ABSTRACT
Intellectual property has long been the law of creation, not creators. Both the dominant utilitarian framework, as well as alternate ones like Lockean and personhood justifications, consider the creator almost exclusively by reference to their creative output. But these innovation-first, output-maximization frameworks have increased concentration among IP firms and deepened inequality in the way that IP’s economic rewards are distributed among creators. The existing frameworks simply do not have much to say about such pressing issues as authorial bargaining power, wage and economic inequality in the marketplace for creative works, and intensifying corporate concentration amongst dominant IP holders. Furthermore, the existing frameworks’ almost single-minded focus on outputs is simply no longer satisfactory in the age of artificial intelligence, which renders creative output instantaneous and near-infinite – while threatening to reshape the landscape of creative labor as we know it.

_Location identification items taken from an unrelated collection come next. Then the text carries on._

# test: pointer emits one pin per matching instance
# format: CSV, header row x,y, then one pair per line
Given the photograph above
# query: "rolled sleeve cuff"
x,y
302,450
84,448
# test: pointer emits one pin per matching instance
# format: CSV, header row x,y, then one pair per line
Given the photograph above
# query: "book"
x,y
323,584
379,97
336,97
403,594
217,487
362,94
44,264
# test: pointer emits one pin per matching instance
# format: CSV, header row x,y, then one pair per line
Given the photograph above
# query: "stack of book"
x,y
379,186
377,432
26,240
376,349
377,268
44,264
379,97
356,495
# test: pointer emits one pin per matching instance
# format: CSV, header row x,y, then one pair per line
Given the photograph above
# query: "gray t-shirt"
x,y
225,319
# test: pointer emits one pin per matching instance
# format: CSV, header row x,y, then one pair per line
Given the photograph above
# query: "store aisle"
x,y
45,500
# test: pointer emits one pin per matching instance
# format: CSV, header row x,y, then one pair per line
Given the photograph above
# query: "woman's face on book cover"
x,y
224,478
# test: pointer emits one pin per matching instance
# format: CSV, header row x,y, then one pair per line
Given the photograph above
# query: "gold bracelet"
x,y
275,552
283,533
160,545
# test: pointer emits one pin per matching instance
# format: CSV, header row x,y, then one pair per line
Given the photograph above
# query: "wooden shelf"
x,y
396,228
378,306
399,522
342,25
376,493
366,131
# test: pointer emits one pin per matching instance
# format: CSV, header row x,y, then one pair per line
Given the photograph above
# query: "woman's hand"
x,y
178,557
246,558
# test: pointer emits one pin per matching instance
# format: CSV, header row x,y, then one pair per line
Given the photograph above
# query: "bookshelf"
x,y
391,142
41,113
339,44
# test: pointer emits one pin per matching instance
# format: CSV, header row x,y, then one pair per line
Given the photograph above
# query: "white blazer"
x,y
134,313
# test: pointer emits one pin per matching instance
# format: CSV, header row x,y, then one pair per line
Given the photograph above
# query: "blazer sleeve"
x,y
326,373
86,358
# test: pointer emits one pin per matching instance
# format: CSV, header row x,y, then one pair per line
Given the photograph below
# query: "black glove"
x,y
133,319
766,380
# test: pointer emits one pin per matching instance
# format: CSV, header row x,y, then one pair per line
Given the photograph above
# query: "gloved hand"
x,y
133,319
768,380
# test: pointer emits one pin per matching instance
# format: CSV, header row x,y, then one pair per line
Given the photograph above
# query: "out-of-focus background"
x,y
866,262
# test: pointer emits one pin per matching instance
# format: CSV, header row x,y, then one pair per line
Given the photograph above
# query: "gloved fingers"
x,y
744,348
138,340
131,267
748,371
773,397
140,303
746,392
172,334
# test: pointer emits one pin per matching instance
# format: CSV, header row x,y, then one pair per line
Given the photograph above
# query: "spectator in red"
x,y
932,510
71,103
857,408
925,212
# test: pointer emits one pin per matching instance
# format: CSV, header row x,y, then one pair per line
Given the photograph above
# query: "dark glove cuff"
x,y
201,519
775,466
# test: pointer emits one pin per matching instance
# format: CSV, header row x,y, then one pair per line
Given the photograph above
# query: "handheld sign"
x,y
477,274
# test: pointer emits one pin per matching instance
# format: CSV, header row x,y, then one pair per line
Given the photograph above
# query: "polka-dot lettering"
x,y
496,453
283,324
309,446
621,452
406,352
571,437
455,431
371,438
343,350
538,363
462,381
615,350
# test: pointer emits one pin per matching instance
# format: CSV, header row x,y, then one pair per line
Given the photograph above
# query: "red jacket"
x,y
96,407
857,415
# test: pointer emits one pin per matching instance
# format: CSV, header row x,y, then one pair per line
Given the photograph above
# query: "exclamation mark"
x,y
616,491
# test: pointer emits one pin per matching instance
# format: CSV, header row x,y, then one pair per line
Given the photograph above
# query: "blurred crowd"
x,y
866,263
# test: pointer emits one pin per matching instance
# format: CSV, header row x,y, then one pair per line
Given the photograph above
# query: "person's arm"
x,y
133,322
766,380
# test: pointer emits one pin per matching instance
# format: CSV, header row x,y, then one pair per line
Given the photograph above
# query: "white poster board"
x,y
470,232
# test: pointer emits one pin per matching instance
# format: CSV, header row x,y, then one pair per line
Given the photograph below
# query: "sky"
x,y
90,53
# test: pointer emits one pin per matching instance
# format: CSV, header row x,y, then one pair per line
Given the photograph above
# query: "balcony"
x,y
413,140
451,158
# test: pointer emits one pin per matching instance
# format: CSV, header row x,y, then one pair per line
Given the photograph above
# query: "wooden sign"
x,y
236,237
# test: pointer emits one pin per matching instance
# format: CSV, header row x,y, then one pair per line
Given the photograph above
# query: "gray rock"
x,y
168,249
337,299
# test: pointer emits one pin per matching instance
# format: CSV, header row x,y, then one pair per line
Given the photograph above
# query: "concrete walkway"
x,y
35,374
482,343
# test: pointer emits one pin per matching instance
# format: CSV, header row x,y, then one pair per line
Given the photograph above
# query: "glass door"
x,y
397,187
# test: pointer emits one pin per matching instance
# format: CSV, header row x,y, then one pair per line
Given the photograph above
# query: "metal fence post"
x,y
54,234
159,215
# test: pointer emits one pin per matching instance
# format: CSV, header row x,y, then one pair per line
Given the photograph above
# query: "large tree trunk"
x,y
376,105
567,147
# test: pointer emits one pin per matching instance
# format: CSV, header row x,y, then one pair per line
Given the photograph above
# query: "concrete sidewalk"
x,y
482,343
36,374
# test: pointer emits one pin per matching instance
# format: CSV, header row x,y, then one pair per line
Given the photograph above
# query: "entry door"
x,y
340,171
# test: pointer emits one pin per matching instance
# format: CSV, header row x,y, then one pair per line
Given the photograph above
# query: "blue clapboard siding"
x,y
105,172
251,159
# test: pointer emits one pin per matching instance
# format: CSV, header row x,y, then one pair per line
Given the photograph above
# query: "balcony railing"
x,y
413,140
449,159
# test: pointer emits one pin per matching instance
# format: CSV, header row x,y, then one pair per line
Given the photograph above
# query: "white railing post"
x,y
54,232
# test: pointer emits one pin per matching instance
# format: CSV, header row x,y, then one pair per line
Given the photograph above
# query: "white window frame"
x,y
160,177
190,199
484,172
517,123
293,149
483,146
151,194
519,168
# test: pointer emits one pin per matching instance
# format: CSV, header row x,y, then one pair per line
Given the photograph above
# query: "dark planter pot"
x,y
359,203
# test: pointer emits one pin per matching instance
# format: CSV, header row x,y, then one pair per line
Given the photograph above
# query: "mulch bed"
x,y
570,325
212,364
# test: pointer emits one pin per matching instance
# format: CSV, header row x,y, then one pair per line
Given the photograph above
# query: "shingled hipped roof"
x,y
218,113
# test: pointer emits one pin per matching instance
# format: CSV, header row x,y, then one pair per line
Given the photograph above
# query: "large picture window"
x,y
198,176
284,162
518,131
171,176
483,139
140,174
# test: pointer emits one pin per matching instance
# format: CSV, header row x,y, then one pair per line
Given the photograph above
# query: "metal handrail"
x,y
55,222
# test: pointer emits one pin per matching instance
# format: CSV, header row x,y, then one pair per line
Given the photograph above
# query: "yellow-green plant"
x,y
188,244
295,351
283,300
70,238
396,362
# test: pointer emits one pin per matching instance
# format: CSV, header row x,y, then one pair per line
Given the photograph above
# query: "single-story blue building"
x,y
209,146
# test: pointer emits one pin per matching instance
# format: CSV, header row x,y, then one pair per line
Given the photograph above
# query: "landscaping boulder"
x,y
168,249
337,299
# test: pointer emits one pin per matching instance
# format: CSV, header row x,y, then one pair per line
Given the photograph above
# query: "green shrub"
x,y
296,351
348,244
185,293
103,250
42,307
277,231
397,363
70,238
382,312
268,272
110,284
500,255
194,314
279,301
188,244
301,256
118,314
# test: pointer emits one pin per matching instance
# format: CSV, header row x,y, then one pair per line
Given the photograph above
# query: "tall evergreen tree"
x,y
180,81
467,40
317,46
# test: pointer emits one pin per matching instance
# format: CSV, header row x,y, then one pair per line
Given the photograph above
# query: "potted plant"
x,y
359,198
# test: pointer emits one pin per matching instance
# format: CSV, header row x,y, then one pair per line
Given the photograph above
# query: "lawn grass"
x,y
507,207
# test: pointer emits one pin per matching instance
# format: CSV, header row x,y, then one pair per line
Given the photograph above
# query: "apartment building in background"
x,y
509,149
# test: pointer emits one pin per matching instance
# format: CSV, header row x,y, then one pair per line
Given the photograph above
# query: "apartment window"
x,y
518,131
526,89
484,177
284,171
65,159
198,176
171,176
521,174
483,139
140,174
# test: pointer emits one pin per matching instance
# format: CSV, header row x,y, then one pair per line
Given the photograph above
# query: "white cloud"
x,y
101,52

This Article advocates for a new, alternate framework, one that highlights how IP, much like labor law, has long acted as an allocator of rights in property and capital between individuals and firms, facilitating the transfer of work from creative laborers to dominant IP firms. If IP, in practice, has acted like labor law in adjudicating entitlements in and to creative labor, then IP theory, too, should do more than focus singularly on outputs—it should also address these input-based, supply-side – creative laborer – harms. To the extent that there have been strains of more creator-focused theories throughout the IP doctrine and literature, they have, variously, argued for creation as either a solitary act of genius or as collective, democratic meaning-making. This Article purposefully uses the word ‘labor’ in opposition to such Romanticized and romantic notions: it argues instead for a framework rooted in creation as wage labor, as both the means by which large IP firms extract their value and also, potentially, as capital’s most potent resisting force.
Tang, Xiyin, Intellectual Property as Labor Policy (March 16, 2024).